There are a number of entrances to the lagoon. Here’s ine
Solana Hills trail head address is 450 Solana Hills Drive, Solana Beach. From I-5, take the Lomas Santa Fe Drive exit (exit 37) West. At 0.2 mile turn right onto Solana Hills Drive for 0.3 mile. Park along the dead end street. There’s also a great nature center on the Cardiff-by-the-Sea side, which is quite nice and you can rent it for private events.
Trailhead: 13852-, 13998 Jamul Drive, Jamul, CA 91935
~25 miles from downtown San Diego.Take 94 East, exit at Campo Road. Follow Campo Road for ~ 4.5 miles, turn left onto Lyons Valley Road and then left on Jamul Drive and you’ll see the dirt turnout / parking lot at 0.4 mile.Trail starts at the kiosk.
~5 mile out & back
1,400 feet gain & loss
Moderate to strenuous depending on your fitness level
Dog and mountain bike friendly
Drove down from North County for this one and so happy I did. Had low expectations as I’d never heard of this trail, but was pleasantly surprised. What a sweet little gem. This area is part of the San Diego National Wildlife Refuge. Not as well known as many of the popular SD area hikes nearby Mount Woodson, Iron Mountain, and Cowles Mountain, but definitely a contender for it’s beauty and views.
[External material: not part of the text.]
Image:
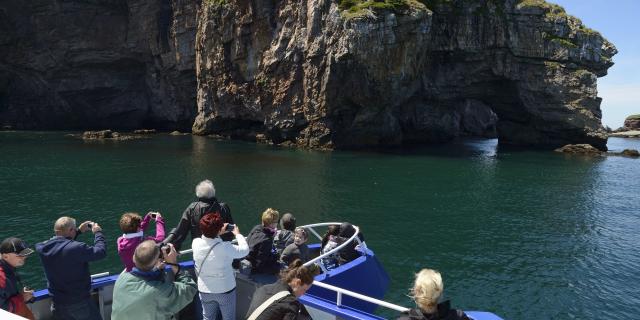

It’s a great hike with mostly friendly terrain, except for the steepest area not far from the top, which was a bit of a rock field. (If you have tender feet, you might be happier in hiking shoes versus running shoes.) Don’t worry, the steepest area is fairly short so you won’t suffer long.) Mountain bikes are allowed, but I didn’t see any and there were only a few hikers sharing the trail. It’s a good spot for a trail run too. It’s a relatively quick hike and a lovely way to spend a morning or afternoon.
Late season wildflowers and wonderful views of San Miguel Mountain and Tecate peak to the East, Mount Helix , Cowles Mountain, El Cajon Mountain, and even Cuyamaca in the distance – apparently on some days you can see all the way to Coronado, Point Loma and the expanse of Pacific. And hiking uphill is always more rewarding —better views and better workout!
Rock scramble at the top – optional.
There are no trail signs so stay on the most obvious (widest & well traveled) route. (You can take a couple viewpoint detours, but return to the main trail.) Be on guard for rattle snakes and ticks and bring water. The trail is exposed the entire way so you’ll want to avoid hiking in the heat of the day.